L'opération Cathédrale vient d'aboutir devant les tribunaux anglais

LONDRES Un des plus vastes réseaux pédophiles mondiaux sur Internet avait été démantelé lors de l'opération Cathédrale, en 1998. 107 personnes avaient été arrêtées dans douze pays, dont la Belgique. Cette opération avait sonné le glas du club Wonderland, sans doute le plus structuré au monde chez les amateurs de sexe enfantin.

Les deux règles du club étaient que chaque membre devait avoir au moins 10.000 photos d'enfants en sa possession et accepter d'échanger ces images avec les 180 autres membres.

Un seul de ces pervers, arrêté en Italie, est suspecté d'avoir possédé à lui seul 180.000 images!

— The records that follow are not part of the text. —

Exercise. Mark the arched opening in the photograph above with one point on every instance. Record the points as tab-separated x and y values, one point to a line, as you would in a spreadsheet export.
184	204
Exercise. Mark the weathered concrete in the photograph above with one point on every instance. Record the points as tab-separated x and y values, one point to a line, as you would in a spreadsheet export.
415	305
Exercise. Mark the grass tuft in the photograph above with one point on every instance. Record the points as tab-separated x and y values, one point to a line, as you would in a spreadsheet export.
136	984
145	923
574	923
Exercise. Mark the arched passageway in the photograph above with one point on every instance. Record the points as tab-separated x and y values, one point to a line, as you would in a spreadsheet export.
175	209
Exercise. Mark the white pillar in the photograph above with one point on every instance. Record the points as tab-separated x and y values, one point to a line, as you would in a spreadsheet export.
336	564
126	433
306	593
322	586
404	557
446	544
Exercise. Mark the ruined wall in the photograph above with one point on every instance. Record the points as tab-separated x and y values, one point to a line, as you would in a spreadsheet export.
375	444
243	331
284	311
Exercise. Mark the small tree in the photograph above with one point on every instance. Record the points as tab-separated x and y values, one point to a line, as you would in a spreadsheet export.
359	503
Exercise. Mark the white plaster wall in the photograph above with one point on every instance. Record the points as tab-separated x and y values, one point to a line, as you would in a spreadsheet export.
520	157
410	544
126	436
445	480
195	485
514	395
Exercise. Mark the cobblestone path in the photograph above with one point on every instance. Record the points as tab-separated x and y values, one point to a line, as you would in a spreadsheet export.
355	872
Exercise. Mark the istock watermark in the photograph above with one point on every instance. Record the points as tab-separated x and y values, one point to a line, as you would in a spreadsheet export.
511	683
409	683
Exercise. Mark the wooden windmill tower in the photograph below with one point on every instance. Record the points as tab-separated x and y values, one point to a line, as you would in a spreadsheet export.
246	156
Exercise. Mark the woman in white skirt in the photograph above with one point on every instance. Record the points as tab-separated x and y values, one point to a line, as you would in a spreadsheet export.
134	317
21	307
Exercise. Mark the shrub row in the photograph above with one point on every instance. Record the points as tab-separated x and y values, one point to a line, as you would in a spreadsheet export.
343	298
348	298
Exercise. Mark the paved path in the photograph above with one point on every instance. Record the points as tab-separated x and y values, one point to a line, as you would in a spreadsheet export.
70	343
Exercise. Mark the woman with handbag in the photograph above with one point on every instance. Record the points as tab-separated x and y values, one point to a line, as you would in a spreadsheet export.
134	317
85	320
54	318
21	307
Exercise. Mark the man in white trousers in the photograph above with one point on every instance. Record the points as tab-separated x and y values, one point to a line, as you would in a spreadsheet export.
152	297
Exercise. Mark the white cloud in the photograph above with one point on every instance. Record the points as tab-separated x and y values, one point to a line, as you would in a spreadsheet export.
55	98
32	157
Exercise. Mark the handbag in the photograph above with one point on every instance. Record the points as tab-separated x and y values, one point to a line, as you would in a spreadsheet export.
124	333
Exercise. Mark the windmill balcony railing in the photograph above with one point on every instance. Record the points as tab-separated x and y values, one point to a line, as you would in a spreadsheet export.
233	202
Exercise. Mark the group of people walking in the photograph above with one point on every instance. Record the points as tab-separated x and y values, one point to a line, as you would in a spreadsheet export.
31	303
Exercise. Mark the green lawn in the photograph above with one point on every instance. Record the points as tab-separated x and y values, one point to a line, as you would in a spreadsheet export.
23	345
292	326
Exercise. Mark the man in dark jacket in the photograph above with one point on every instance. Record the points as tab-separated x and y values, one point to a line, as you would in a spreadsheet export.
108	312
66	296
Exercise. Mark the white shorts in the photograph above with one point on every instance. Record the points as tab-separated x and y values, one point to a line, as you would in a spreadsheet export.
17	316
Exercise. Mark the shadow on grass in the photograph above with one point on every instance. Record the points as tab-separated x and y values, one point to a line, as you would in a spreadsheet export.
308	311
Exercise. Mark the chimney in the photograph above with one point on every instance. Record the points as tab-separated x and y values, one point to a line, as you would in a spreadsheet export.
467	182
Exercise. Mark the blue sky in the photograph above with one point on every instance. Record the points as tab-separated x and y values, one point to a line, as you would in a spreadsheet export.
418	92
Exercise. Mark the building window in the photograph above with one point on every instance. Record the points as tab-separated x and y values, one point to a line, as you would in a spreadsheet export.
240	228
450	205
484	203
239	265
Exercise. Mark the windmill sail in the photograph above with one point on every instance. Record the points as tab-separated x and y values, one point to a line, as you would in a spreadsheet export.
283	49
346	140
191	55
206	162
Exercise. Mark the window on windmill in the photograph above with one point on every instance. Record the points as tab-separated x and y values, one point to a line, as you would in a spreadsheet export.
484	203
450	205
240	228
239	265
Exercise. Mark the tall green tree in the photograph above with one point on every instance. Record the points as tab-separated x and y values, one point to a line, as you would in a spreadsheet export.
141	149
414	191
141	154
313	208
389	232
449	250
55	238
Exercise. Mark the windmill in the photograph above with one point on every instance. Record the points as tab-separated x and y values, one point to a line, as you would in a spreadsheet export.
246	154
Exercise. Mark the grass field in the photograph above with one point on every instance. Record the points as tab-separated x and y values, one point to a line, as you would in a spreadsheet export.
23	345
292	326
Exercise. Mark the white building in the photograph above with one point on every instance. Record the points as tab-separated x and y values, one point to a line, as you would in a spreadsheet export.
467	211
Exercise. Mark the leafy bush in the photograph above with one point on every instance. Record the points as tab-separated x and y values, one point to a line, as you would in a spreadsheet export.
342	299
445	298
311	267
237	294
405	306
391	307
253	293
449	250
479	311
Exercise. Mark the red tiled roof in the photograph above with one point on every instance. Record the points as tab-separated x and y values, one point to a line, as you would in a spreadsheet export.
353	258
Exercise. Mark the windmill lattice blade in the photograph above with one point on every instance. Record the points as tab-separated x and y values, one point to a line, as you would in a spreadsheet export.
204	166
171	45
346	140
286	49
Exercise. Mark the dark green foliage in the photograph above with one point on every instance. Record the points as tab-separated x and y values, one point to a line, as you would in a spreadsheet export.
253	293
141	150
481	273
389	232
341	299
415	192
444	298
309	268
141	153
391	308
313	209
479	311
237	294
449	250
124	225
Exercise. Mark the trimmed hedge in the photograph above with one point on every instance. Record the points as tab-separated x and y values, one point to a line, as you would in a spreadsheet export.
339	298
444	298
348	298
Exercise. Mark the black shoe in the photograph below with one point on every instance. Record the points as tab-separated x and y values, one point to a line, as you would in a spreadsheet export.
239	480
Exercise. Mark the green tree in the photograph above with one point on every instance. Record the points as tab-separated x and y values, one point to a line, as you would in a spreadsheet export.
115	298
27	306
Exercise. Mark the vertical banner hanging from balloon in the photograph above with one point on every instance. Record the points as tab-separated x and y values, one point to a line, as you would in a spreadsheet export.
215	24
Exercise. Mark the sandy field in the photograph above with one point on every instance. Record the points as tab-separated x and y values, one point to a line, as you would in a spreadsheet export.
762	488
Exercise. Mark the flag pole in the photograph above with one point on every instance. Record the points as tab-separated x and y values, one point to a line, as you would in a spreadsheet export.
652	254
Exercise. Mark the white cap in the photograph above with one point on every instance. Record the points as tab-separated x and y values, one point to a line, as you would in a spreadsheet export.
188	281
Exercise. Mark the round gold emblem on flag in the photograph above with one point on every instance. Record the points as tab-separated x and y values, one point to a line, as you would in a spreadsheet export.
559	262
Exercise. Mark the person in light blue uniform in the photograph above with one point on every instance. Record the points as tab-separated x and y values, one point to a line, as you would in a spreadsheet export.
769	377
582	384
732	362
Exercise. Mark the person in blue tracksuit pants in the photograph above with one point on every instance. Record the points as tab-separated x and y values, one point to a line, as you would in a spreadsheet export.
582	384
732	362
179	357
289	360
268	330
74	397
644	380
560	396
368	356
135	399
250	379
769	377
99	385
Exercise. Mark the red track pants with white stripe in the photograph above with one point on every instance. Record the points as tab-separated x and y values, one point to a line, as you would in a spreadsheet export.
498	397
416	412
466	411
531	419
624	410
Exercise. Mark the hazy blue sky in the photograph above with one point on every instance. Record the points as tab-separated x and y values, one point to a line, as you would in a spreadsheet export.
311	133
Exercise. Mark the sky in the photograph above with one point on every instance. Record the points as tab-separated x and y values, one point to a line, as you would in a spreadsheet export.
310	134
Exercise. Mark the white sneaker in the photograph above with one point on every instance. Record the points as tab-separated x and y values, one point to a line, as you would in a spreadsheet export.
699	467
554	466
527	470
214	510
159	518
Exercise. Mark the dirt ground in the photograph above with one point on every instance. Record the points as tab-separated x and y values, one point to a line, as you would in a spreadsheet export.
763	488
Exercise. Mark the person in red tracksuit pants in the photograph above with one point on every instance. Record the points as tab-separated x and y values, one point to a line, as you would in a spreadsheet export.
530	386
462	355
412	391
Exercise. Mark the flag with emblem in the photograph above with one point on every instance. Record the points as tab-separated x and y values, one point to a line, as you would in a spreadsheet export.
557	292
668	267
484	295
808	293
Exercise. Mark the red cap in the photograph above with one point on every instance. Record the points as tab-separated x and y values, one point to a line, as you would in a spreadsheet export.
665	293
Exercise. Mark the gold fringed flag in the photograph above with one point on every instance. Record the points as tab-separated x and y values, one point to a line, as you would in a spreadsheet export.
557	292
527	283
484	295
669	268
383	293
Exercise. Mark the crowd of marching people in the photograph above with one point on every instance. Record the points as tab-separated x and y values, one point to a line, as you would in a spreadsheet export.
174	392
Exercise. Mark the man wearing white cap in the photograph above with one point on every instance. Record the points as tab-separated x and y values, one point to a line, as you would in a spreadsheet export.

La police a découvert un total de 750.000 photos d'enfants au cours de l'enquête, ainsi qu'une vidéothèque de l'horreur comprenant 1.800 cassettes, montrant des enfants victimes d'abus sexuels. L'âge des victimes s'échelonnait entre de simples nourrissons de trois mois et des adolescents de 18 ans

Mercredi, devant un tribunal londonien, sept Anglais ont admis faire partie du réseau. Ils seront fixés sur leur sort le mois prochain. La loi britannique ne permet toutefois pas de leur infliger une peine de plus de trois ans pour diffusion de pornographie sur Internet. Ils pourraient être déjà libres au bout de dix-huit mois.

Un projet de loi à l'étude prévoit toutefois de porter cette peine à dix ans pour les futurs délinquants.

La tâche des enquêteurs consiste à présent à identifier les victimes. C'est chose faite pour quelques douzaines seulement, sur un total estimé à environ 1.200 enfants.

Parmi les neuf Britanniques inculpés suite à l'opération Cathédrale, l'un s'était suicidé et un autre a été jugé séparément depuis lors. Selon un enquêteur, `les hommes arrêtés sont des gens respectables dans la trentaine. Pas du tout les dépravés des bas-fonds que l'on imagine parfois´.

Le club Wonderland a été découvert à partir d'une enquête menée à San Jose, en Californie, visant un autre repaire de pédophiles, l'Orchid Club. Les membres pouvaient s'adonner à leur vice grâce à un système adapté de vidéoconférence où ils pouvaient intervenir pour guider les viols de mineurs en fonction de leurs préférences sexuelles.

Un des animateurs de ce club était un Britannique habitant le Sussex. La police locale fut avisée et perquisitionna chez lui. A l'analyse du disque dur de son ordinateur, on découvrit le Wonderland Club. Ce fut ce qui déclencha l'opération Cathédrale, le 2 septembre 1998.